Brava won the awards for Best Female Pop Album and Best Cover Design at the 21st Annual Gardel Awards. The album's fifth single, "Sin Querer Queriendo", also won in the category for Song of the Year.

==Background==
Buzz about her third studio album started in May 2017, when Lali confirmed that she had begun working on new song titled "Sin Enamorarnos". However, the song was never released. In July that same year, Espósito released "Una Na" as the album's lead single. While promoting the song, the singer told Billboard that, for her, "It is not enough to work on a concept for the album. Each song must be dealt with as a unique piece." She also told Clarín that there was not a confirmed release date for the album yet, though it was thought to be in early 2018. In November, she premiered two songs in a show at the Luna Park Arena. Both songs, "Tu Novia" and "Tu Sonrisa" were officially released between November and December.

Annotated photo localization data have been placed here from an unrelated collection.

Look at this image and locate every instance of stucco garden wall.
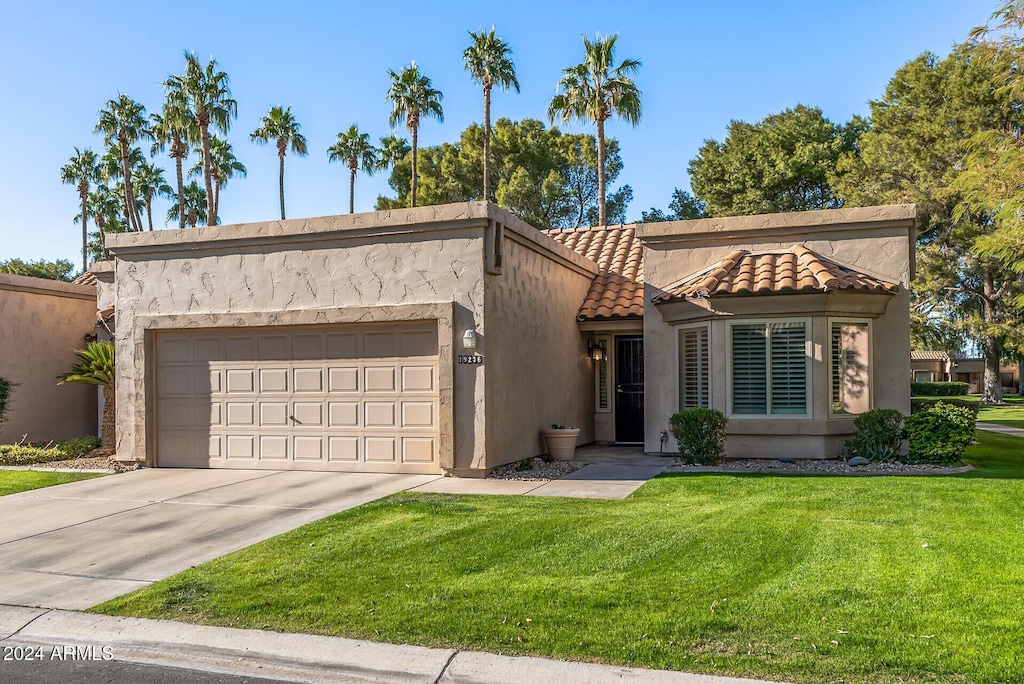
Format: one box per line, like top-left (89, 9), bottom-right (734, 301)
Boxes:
top-left (0, 274), bottom-right (97, 443)
top-left (482, 213), bottom-right (598, 471)
top-left (108, 205), bottom-right (492, 469)
top-left (639, 205), bottom-right (915, 458)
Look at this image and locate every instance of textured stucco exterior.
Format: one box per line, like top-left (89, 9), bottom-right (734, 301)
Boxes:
top-left (108, 202), bottom-right (598, 475)
top-left (0, 274), bottom-right (98, 443)
top-left (481, 216), bottom-right (599, 472)
top-left (639, 204), bottom-right (916, 459)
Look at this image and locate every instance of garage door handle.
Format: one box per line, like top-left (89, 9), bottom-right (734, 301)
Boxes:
top-left (289, 415), bottom-right (301, 424)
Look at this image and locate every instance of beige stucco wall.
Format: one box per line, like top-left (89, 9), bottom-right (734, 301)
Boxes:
top-left (108, 204), bottom-right (495, 470)
top-left (482, 212), bottom-right (599, 470)
top-left (0, 274), bottom-right (98, 443)
top-left (639, 205), bottom-right (916, 459)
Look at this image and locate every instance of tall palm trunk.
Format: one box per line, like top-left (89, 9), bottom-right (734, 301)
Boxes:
top-left (483, 81), bottom-right (492, 202)
top-left (199, 117), bottom-right (216, 225)
top-left (410, 116), bottom-right (419, 208)
top-left (145, 195), bottom-right (154, 231)
top-left (278, 150), bottom-right (286, 219)
top-left (596, 115), bottom-right (607, 227)
top-left (349, 161), bottom-right (356, 214)
top-left (79, 184), bottom-right (89, 272)
top-left (173, 137), bottom-right (186, 230)
top-left (214, 180), bottom-right (221, 223)
top-left (119, 141), bottom-right (142, 232)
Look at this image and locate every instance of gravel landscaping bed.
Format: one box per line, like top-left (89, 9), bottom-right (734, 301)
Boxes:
top-left (668, 458), bottom-right (973, 475)
top-left (488, 457), bottom-right (585, 481)
top-left (28, 448), bottom-right (142, 473)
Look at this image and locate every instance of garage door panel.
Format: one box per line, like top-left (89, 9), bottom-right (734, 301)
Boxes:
top-left (156, 324), bottom-right (439, 473)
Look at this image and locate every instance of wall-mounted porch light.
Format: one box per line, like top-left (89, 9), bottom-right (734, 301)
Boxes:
top-left (588, 338), bottom-right (606, 362)
top-left (462, 329), bottom-right (478, 350)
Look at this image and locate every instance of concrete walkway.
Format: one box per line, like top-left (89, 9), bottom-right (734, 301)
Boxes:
top-left (411, 462), bottom-right (667, 499)
top-left (0, 469), bottom-right (439, 609)
top-left (977, 422), bottom-right (1024, 437)
top-left (0, 606), bottom-right (783, 684)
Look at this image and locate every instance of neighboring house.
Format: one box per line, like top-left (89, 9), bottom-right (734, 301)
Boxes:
top-left (0, 273), bottom-right (97, 443)
top-left (103, 202), bottom-right (915, 475)
top-left (910, 351), bottom-right (1019, 393)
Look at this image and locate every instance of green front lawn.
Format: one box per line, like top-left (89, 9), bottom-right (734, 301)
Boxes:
top-left (0, 470), bottom-right (104, 496)
top-left (93, 432), bottom-right (1024, 684)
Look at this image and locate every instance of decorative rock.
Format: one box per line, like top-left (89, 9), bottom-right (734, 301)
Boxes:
top-left (846, 456), bottom-right (870, 467)
top-left (779, 457), bottom-right (796, 464)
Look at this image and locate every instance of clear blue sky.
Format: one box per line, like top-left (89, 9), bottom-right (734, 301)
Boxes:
top-left (0, 0), bottom-right (993, 267)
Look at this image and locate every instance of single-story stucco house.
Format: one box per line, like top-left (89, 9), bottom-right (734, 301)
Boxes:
top-left (910, 351), bottom-right (1019, 393)
top-left (100, 201), bottom-right (916, 476)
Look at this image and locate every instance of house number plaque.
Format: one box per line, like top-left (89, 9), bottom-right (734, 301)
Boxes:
top-left (458, 355), bottom-right (484, 364)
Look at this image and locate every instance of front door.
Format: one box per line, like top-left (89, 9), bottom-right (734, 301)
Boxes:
top-left (615, 336), bottom-right (644, 444)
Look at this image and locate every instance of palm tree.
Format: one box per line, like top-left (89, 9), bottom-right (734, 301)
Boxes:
top-left (60, 148), bottom-right (101, 271)
top-left (58, 340), bottom-right (115, 451)
top-left (385, 63), bottom-right (444, 207)
top-left (95, 95), bottom-right (152, 233)
top-left (164, 52), bottom-right (237, 226)
top-left (80, 184), bottom-right (125, 259)
top-left (151, 103), bottom-right (194, 229)
top-left (327, 125), bottom-right (378, 214)
top-left (464, 27), bottom-right (519, 202)
top-left (549, 33), bottom-right (642, 227)
top-left (376, 134), bottom-right (411, 173)
top-left (132, 161), bottom-right (174, 231)
top-left (250, 105), bottom-right (308, 219)
top-left (189, 135), bottom-right (246, 222)
top-left (166, 181), bottom-right (208, 227)
top-left (98, 147), bottom-right (146, 230)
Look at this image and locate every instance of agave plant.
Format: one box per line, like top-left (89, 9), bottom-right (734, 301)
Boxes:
top-left (59, 341), bottom-right (115, 386)
top-left (59, 341), bottom-right (115, 451)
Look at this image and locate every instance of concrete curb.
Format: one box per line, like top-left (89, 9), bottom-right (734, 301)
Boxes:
top-left (0, 606), bottom-right (783, 684)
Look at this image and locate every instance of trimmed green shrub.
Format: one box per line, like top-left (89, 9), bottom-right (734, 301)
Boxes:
top-left (911, 397), bottom-right (980, 417)
top-left (670, 408), bottom-right (728, 465)
top-left (840, 408), bottom-right (904, 462)
top-left (0, 443), bottom-right (66, 466)
top-left (911, 381), bottom-right (969, 396)
top-left (0, 377), bottom-right (14, 426)
top-left (903, 402), bottom-right (976, 465)
top-left (52, 435), bottom-right (101, 459)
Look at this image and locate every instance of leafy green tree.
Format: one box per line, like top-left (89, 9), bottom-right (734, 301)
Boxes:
top-left (0, 259), bottom-right (77, 282)
top-left (190, 135), bottom-right (245, 223)
top-left (689, 105), bottom-right (860, 217)
top-left (132, 161), bottom-right (174, 231)
top-left (549, 33), bottom-right (641, 227)
top-left (251, 105), bottom-right (307, 220)
top-left (328, 125), bottom-right (378, 214)
top-left (464, 27), bottom-right (519, 202)
top-left (386, 63), bottom-right (444, 208)
top-left (95, 95), bottom-right (152, 233)
top-left (60, 147), bottom-right (101, 271)
top-left (165, 52), bottom-right (237, 226)
top-left (834, 48), bottom-right (1023, 404)
top-left (166, 181), bottom-right (208, 228)
top-left (151, 102), bottom-right (194, 229)
top-left (641, 189), bottom-right (708, 223)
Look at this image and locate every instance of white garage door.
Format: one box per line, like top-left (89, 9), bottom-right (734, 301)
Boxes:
top-left (155, 323), bottom-right (441, 473)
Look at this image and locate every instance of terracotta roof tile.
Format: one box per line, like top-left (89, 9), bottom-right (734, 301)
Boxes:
top-left (652, 245), bottom-right (899, 302)
top-left (546, 226), bottom-right (643, 320)
top-left (73, 271), bottom-right (98, 286)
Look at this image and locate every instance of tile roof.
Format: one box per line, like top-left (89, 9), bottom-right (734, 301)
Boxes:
top-left (652, 245), bottom-right (899, 302)
top-left (73, 271), bottom-right (98, 286)
top-left (545, 226), bottom-right (644, 320)
top-left (911, 350), bottom-right (950, 361)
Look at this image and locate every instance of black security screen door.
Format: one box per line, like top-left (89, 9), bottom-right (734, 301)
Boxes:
top-left (615, 336), bottom-right (644, 444)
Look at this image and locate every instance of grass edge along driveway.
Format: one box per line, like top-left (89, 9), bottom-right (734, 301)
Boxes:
top-left (0, 470), bottom-right (104, 497)
top-left (93, 431), bottom-right (1024, 684)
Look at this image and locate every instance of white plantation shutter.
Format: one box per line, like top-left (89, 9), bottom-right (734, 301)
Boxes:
top-left (732, 324), bottom-right (768, 414)
top-left (679, 327), bottom-right (709, 409)
top-left (769, 322), bottom-right (807, 415)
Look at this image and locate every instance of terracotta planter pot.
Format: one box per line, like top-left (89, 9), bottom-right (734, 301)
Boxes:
top-left (542, 428), bottom-right (580, 461)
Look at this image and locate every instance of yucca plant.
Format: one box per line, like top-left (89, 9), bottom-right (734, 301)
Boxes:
top-left (59, 340), bottom-right (115, 451)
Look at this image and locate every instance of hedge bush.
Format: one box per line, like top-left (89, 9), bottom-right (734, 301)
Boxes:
top-left (910, 397), bottom-right (980, 417)
top-left (840, 408), bottom-right (904, 462)
top-left (0, 443), bottom-right (66, 466)
top-left (903, 402), bottom-right (976, 465)
top-left (670, 408), bottom-right (728, 465)
top-left (0, 377), bottom-right (14, 426)
top-left (911, 381), bottom-right (969, 396)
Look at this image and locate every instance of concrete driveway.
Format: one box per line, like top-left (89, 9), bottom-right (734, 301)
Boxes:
top-left (0, 469), bottom-right (439, 610)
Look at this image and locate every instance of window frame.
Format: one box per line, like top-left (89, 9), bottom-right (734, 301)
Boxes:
top-left (675, 323), bottom-right (712, 411)
top-left (828, 318), bottom-right (873, 418)
top-left (726, 317), bottom-right (812, 419)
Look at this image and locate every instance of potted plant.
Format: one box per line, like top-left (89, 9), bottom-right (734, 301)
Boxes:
top-left (541, 424), bottom-right (580, 461)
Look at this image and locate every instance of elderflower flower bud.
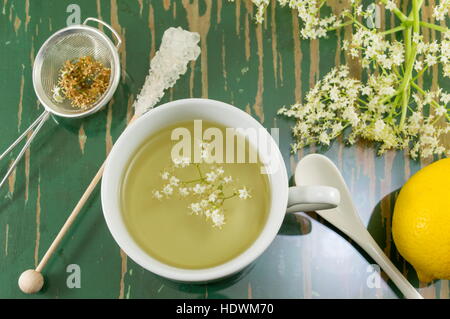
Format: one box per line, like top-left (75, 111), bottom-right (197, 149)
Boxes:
top-left (238, 187), bottom-right (251, 200)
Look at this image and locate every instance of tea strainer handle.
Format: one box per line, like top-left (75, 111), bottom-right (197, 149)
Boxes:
top-left (0, 111), bottom-right (50, 190)
top-left (83, 17), bottom-right (122, 49)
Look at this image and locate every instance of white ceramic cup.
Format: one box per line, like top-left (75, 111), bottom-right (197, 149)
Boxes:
top-left (101, 98), bottom-right (339, 282)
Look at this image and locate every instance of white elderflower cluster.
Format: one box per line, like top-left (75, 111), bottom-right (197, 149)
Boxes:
top-left (343, 29), bottom-right (405, 69)
top-left (229, 0), bottom-right (342, 39)
top-left (270, 0), bottom-right (450, 159)
top-left (278, 0), bottom-right (342, 39)
top-left (279, 65), bottom-right (450, 158)
top-left (152, 142), bottom-right (251, 228)
top-left (433, 0), bottom-right (450, 21)
top-left (251, 0), bottom-right (270, 24)
top-left (278, 66), bottom-right (361, 150)
top-left (384, 0), bottom-right (398, 11)
top-left (406, 92), bottom-right (450, 159)
top-left (413, 31), bottom-right (450, 77)
top-left (51, 85), bottom-right (65, 103)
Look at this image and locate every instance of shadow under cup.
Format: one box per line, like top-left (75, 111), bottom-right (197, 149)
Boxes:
top-left (101, 99), bottom-right (289, 282)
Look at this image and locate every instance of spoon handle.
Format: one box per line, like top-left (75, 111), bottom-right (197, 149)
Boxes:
top-left (355, 230), bottom-right (423, 299)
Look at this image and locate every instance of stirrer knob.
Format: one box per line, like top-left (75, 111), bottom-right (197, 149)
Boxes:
top-left (18, 269), bottom-right (44, 294)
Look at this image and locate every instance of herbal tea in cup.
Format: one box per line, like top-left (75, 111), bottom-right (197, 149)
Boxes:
top-left (121, 121), bottom-right (271, 269)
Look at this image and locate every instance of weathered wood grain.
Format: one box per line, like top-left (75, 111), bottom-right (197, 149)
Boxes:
top-left (0, 0), bottom-right (447, 299)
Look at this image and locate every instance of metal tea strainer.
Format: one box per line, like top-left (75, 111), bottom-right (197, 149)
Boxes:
top-left (0, 17), bottom-right (121, 189)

In April 2018, Espósito released "100 Grados" as the album's third official single. While promoting the single, the singer confirmed to Radio Disney that her album would be called Brava and it would be released in August. According to her, it is called that way because it's short, clear, empowering and has attitude. She explained to Billboard that "even if no song on the album has that name, [that] is the message I want to send." She clarified the meaning behind the title by saying: "I think it's time for myself to get fierce, to impose myself and to find my own way, not only at the moment of making music, but also in any situation of my every-day life". She also told Perfil: "I want to end with the joke of Latin music that shows men as handsome and fucking lots of girls, while women are shown dancing and moving their asses next to men. I, as a woman, want to show that we can do what we want and that [men] don't rule." She added: "I got fierce to defend the image of the woman."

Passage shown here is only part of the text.